Gamesa will install 32 of its G97-2.0 MW wind turbines for CGN and 24 of the same model for Everbright.
Gamesa, a global technology leader in wind energy, has further consolidated its Chinese presence with two new supply contracts. The first is a new contract with CGN Wind Energy, a subsidiary of China’s General Nuclear Power Group, for the supply of 64 MW; the second is with Everbright, a subsidiary of Chinese renewable energy specialist Everbright Group, for the supply of 48 MW.
The scope of the agreement with CGN encompasses the supply and installation of 32 of Gamesa’s G97-2.0 MW turbines, specifically configured for high-altitude locations, at the Yangchajie wind complex located in the province of Yunnan, in southeast China. The turbines are slated for delivery in January 2015, while the facility is expected to be commissioned in March 2015.
This is the third agreement reached between Gamesa and CGN so far this year, the parties having already signed contracts covering the supply of another 150 MW in 2014, 100 MW of which for the first phase of the Yangchajie wind farm.

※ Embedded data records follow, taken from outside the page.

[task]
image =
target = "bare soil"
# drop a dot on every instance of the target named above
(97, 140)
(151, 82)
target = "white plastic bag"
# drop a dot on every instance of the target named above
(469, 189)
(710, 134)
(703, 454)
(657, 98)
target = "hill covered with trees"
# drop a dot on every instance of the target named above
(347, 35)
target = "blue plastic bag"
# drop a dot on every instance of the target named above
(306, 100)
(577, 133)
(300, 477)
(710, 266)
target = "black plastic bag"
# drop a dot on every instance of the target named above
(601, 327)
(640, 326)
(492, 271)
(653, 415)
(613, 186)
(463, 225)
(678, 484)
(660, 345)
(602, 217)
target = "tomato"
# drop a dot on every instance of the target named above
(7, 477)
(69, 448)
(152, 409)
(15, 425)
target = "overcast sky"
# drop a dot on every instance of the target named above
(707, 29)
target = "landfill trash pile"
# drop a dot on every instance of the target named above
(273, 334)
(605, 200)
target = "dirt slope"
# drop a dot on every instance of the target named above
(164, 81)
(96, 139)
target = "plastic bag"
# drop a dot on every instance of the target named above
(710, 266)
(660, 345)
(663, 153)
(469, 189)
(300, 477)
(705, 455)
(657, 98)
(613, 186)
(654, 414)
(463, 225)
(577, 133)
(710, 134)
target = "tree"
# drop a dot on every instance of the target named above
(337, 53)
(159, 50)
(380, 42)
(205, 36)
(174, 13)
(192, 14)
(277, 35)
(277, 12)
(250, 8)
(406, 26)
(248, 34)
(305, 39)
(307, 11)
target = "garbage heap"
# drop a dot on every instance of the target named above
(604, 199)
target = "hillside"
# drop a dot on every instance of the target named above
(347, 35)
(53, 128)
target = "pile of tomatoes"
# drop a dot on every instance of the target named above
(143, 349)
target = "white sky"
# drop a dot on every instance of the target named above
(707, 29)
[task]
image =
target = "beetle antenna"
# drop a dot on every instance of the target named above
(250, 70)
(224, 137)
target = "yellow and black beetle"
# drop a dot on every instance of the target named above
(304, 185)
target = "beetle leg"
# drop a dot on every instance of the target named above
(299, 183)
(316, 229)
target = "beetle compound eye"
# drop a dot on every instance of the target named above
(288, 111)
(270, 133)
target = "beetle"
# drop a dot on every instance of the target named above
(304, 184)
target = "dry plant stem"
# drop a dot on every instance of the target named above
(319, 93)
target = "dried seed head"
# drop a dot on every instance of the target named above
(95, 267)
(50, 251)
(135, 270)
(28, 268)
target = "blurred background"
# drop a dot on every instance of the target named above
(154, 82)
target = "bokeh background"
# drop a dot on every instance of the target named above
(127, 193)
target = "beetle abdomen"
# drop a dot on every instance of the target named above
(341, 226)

Elsewhere, the agreement with Everbright includes the supply and installation of 24 G97-2.0 MW turbines at the Zhaojiashan wind farm in the province of Shanxi, in western Peking. These turbines are to be delivered in March of next year and the project is expected to be fully commissioned by May. This is the second wind project being developed by Everbright, which also selected recently Gamesa to supply the wind turbines for its first wind farm (48 MW), also located in the province of Shanxi.
“Signature of these agreements is tantamount to an endorsement from our Chinese customers which have once again chosen us as benchmark supplier for their projects”, said José Antonio Miranda, Gamesa’s CEO in China.
Gamesa reinforces its positioning in China
Including this new agreements, Gamesa has won contracts for the supply of over 350 MW in China in 2014. The company operates in the country as turbine manufacturer and wind farm developer. Its presence in China, where it has installed over 3,500 MW and currently services almost 1,000 MW, dates back to 2000.